In this page, we look at differences in the inputs which create theirs vs our figures. In Section 6.2 we investigate differences across population estimates. In Section 6.3 we investigate differences in the FPM transfers data-set; starting with the nominal FPM transfers (Section 6.3.1) then moving onto special cases which require 1997 data (Section 6.3.2). Lastly, we dive into differences in the labor market statistics.
The following table presents comparisons between our and their
population data-sets.
Of the 78,344 municipalities-years after 2000 available; both our and their data-sets share the same values for 70,566 municipality-years and differ (without counting missing data) across 6,943. While both data-sets share 437 missing municipalities, we have 392 additional missing municipality-years. Their data, on the other hand, has 6 missing municipality years.
6.2.2 Which municipalities are they missing?
They are missing municipalities which were admittedly tricky to deal with when I cleaned the data but which we dealt with correctly and they didn’t. These 6 municipalities appear in the data-set in 2009 or 2013. Since we use the FPM transfer data with the original IBGE estimates available to the TCU in the year prior, rather than the IBGE population data, we were able to catch these.
pop_our_present_theirs_missing %>%merge(ibge_info, . , by =c("cod6"), all.x=F, all.y=T)
6.2.3 Which municipalities are we missing?
Figures Figure 6.4 and Figure 6.5 highlight that there are no municipalities within the analysis sample that have missing population data. Additionally, in our do file, we do not exclude observations that do not get merged, so premature dropping (which would impact total FPM computations) is not an issue for us.
Municipalities missing in both data-sets is partially an artifact of the data wrangling done below and has no impact in the final analysis. This occurs because there are some municipalities which appear and dissapear in the full panel. Below (Table 6.2) highlights these municipalities.
Additionally, there are some odd municipalities in their data-set which seemingly do not have any real world equivalents. (e.g. 159991) If this isn’t an error, then I would guess it is an old municipality code which does not exist.
6.2.5 Which municipalities are different but not missing?
There are roughly 7,000 municipalities with mis-matching data.
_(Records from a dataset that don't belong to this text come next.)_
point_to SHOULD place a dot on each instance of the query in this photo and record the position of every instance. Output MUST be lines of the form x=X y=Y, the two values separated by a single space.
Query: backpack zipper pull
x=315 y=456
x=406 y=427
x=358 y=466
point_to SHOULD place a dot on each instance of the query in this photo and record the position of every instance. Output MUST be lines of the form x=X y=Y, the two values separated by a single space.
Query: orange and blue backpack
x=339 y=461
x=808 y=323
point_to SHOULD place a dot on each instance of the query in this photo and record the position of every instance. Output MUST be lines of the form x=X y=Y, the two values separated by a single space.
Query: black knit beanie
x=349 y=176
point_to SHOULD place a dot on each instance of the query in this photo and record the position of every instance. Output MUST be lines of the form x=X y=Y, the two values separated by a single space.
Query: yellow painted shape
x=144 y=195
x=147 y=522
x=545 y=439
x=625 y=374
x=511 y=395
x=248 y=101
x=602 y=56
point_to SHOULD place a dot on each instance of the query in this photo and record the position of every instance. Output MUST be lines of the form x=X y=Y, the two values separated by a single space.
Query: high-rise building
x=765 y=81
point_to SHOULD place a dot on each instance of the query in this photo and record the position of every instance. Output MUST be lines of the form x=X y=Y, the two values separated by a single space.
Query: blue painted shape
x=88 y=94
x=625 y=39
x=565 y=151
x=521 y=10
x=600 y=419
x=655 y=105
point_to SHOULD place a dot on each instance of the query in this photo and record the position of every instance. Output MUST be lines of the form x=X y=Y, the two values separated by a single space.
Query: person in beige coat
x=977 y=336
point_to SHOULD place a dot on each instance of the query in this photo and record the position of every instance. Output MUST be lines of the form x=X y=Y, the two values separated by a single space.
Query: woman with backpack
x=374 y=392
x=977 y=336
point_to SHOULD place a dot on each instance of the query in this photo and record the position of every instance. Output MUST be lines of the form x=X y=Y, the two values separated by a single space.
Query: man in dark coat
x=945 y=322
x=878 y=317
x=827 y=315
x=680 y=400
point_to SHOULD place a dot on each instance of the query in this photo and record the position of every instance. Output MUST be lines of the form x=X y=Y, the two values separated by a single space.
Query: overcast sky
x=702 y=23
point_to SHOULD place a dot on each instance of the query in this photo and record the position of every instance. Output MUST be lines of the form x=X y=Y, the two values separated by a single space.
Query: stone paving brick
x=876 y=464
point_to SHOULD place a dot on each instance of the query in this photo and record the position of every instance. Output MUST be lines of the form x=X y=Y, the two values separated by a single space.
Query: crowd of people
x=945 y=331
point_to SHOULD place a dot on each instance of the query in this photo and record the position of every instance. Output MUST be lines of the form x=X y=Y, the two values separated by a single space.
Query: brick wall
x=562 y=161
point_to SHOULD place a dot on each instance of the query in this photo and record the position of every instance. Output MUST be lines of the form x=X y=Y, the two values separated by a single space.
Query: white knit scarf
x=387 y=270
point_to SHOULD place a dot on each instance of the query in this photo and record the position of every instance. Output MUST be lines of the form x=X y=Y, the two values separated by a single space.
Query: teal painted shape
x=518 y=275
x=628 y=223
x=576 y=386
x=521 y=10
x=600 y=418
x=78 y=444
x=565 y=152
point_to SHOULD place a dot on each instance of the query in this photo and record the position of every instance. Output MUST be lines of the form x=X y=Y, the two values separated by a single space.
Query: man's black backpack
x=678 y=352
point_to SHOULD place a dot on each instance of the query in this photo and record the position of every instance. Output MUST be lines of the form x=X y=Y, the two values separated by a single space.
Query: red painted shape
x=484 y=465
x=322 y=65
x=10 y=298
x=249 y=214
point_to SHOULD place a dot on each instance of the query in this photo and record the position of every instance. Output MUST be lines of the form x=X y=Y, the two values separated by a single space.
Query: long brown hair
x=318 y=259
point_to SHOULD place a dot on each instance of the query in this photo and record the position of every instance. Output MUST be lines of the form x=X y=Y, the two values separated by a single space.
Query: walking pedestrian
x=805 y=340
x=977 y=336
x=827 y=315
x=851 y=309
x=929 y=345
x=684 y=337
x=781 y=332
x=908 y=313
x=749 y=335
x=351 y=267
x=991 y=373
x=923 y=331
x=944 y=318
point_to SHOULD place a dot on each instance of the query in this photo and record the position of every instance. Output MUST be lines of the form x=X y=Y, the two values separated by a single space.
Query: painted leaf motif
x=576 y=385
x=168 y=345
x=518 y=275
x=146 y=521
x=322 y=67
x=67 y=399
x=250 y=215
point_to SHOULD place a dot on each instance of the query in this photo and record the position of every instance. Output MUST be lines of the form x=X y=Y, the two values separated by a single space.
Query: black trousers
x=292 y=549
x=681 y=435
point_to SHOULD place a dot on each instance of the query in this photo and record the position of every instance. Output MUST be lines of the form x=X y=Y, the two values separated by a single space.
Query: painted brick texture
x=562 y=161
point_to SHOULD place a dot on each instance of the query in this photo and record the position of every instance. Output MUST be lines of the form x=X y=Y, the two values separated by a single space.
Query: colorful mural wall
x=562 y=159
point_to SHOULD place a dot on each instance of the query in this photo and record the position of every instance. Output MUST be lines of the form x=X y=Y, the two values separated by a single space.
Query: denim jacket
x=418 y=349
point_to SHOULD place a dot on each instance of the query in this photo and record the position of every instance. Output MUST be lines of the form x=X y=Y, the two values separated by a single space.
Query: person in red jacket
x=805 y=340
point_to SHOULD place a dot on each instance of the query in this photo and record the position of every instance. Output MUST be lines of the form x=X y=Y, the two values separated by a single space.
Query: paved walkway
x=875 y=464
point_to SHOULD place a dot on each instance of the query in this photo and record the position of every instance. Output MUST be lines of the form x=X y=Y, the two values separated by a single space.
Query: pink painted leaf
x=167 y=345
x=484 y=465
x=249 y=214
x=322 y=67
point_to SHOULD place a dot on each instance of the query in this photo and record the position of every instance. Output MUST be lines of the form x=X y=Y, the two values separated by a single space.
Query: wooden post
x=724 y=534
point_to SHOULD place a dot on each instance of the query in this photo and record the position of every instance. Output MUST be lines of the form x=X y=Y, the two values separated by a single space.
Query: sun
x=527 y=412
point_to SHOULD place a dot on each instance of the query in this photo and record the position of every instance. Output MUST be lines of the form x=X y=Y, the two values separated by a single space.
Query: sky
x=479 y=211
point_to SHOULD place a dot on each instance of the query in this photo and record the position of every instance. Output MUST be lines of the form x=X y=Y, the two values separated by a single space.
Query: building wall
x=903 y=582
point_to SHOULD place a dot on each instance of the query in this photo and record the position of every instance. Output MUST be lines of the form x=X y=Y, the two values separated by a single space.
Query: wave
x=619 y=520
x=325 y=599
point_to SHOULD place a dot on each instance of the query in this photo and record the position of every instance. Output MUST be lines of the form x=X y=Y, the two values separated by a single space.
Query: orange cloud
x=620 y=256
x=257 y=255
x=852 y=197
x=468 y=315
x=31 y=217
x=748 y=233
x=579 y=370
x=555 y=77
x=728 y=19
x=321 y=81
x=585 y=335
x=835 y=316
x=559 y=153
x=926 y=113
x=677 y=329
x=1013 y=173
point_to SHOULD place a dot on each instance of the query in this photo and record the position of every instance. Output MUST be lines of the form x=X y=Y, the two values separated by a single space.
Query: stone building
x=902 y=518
The issue occurs in all states but is mostly limited to 2010 and 2011. Most differences are relatively small, but they can extend up til 20,000 people.
6.2.6 What could explain these inconsistent municipalities?
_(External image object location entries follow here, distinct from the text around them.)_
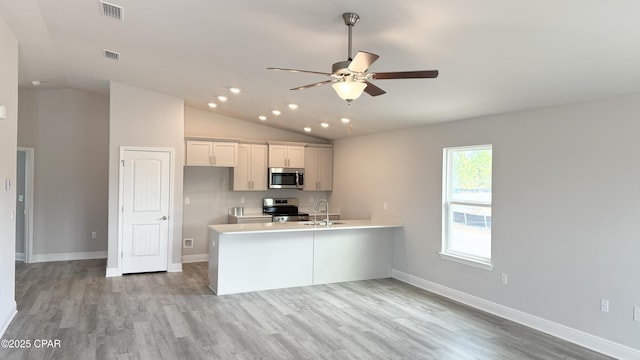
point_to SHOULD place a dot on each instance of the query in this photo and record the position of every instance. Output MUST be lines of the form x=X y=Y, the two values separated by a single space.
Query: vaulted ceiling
x=494 y=56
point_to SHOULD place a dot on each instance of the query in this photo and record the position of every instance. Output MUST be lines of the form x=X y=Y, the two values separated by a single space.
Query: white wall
x=69 y=130
x=146 y=119
x=8 y=150
x=565 y=213
x=209 y=188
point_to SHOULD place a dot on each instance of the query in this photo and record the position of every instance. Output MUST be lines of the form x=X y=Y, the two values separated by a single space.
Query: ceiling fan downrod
x=350 y=19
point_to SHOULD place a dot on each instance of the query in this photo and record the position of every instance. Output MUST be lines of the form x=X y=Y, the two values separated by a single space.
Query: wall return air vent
x=111 y=10
x=112 y=55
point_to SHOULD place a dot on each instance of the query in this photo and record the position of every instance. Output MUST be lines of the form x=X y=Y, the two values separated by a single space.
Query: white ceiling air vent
x=111 y=10
x=112 y=55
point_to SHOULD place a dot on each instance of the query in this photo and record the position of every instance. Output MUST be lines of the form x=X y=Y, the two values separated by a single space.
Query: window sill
x=481 y=264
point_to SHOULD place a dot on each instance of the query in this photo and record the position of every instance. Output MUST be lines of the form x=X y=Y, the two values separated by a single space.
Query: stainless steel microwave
x=286 y=178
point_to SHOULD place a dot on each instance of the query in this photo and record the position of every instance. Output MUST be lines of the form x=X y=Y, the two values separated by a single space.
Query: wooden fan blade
x=314 y=84
x=362 y=61
x=406 y=75
x=296 y=70
x=373 y=90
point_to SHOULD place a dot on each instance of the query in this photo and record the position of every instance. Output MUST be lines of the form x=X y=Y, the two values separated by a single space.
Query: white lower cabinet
x=244 y=262
x=251 y=172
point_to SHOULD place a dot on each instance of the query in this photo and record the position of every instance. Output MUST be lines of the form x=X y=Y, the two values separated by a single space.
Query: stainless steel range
x=283 y=210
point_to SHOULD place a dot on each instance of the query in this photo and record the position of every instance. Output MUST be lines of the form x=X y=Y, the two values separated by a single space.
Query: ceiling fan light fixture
x=349 y=90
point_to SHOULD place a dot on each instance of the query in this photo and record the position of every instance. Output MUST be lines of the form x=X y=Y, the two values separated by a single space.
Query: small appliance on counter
x=283 y=210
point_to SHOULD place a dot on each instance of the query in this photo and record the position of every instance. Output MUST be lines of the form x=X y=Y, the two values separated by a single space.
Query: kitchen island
x=253 y=257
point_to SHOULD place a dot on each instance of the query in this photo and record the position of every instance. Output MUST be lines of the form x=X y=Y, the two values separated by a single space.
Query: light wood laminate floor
x=175 y=316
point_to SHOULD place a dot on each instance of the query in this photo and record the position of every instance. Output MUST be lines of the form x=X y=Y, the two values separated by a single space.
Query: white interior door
x=146 y=185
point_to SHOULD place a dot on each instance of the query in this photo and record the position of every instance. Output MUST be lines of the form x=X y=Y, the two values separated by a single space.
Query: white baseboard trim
x=175 y=267
x=112 y=272
x=195 y=258
x=581 y=338
x=87 y=255
x=5 y=323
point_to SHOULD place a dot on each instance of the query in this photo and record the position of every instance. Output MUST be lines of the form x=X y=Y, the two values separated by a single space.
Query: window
x=466 y=210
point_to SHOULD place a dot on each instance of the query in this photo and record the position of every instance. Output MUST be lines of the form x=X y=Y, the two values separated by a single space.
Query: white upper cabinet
x=318 y=171
x=211 y=153
x=286 y=156
x=251 y=172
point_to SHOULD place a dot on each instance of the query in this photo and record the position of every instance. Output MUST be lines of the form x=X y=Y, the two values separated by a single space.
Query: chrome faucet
x=326 y=208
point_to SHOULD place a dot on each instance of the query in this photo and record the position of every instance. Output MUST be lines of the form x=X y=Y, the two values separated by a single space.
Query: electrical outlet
x=504 y=279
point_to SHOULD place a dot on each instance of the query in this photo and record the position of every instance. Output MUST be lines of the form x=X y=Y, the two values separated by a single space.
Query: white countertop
x=301 y=226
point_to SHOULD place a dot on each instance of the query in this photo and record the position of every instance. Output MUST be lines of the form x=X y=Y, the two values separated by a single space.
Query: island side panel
x=253 y=262
x=213 y=260
x=349 y=255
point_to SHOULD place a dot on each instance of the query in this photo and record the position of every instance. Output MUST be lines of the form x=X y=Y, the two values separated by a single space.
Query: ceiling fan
x=350 y=78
First, as shown above, the deviation is both positive and negative and appears relatively symmetrical.
6.2.6.1 2010 has no official estimates online.
The reason for inconsistent estimates in 2010 is that there is no official estimates/documentation on the IBGE page for that year. Moreover, the authors do not state where exactly they source their data from, apart from stating it comes from IBGE. We checked the paper, the online appendix and the readme files and found no reference to this.
Our main data comes straight from the documentation used to compute the FPM coefficients, so it is bound to be the best source, at least in theory. When we check online, in say Wikipedia, which also cites IBGE without a clear link to the data, their estimates differ from ours and their as well: e.g. for cod6==110001 & year==2010, here are the following estimates for our, theirs and the Wikipedia figures: 24,422; 24,392 and 24,577.
We also clean data from the online web-page, but, as stated above, are missing estimates for 2010.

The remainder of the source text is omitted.